Fakat deliliğe gelmeden önce yabancılaşmanın içinde biraz daha dolaşalım ve dinamiklerine bakalım. Yabancılaşmaya yol açan ilk itkinin ne olduğu bu yazı özelinde önemsizdir, zaten böylesi bir itkinin niteliği, hatta varlığı tartışmalıdır. Yabancılaşma bir eksiklik duygusundan başlar, bilgide bir eksiklik, herkesin bildiği fakat yabancılaşanın bilmediği bir şey. Bilinmeyenin içinde yer alan ve herkesçe taşınan bir bilgi. Bu bir inceleme süreci yaratacaktır ve bu inceleme süreci muhtemelen tesadüfi olarak karşılaşılan bir itkiyi öğelerine ayırarak başlayacaktır. Mesela kişi tesadüflerin doğasına takılabilir, zira tesadüfler kurgulanabilirliğiyle muhteşem bir yabancılaştırıcı unsurdur. Hayatın normal akışı içinde tesadüf sürreel bir olguya bağlanarak evcilleştirilmiştir. "Tam seni düşünüyordum ki telefon ettin," dostluğun karşılıklı oluşuna bağlanan bir heyecan ve coşku sebebidir. Ya da "dünya küçük"tür veya "Allah’ın işine akıl sır ermez". Bunlar akıl sağlığı mekanizmalarıdır ve toplumu tesadüfün dinamiklerini düşünmekten kurtarır. Yabancılaşmada ise bu türden mekanizmalar birden ya da aşamalı olarak devre dışı kalır.

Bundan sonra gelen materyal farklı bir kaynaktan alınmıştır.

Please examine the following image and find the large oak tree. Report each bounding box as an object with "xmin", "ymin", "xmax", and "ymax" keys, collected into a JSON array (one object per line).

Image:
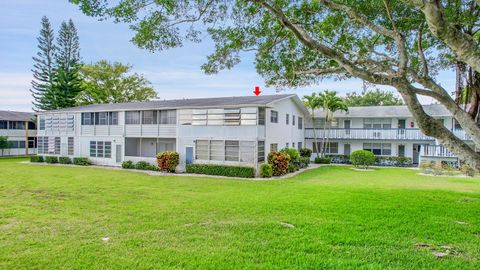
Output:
[{"xmin": 70, "ymin": 0, "xmax": 480, "ymax": 169}]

Böylece, yine birden ya da aşamalı olarak, yabancılaşan kişiliğin, varlığın, yapının dinamiklerini algılamaya başlar. Bu yüzleşme yukarıda bahsettiğim varlığın çok parçalılığı ve çokluğu yüzünden dilde ifadesini kolay bulmaz, bir önceki yazıda bahsedilen delinin dilinin ortaya çıkış sebeplerinden biri bu çokluğa kestirmeler bulmaktır. Eğer böylesi bir dil girişiminin başarıya ulaşmasının kıstası bu dinamiklerin tam bir haritasını çıkarmaksa, bu hüsrana mahkûm bir girişimdir. Çünkü tesadüf, ya da yine yabancılaşanın olası uğrak noktalarından “sonsuzluk” gibi konuların ifade edilebileceği dil sözel değil sayısaldır.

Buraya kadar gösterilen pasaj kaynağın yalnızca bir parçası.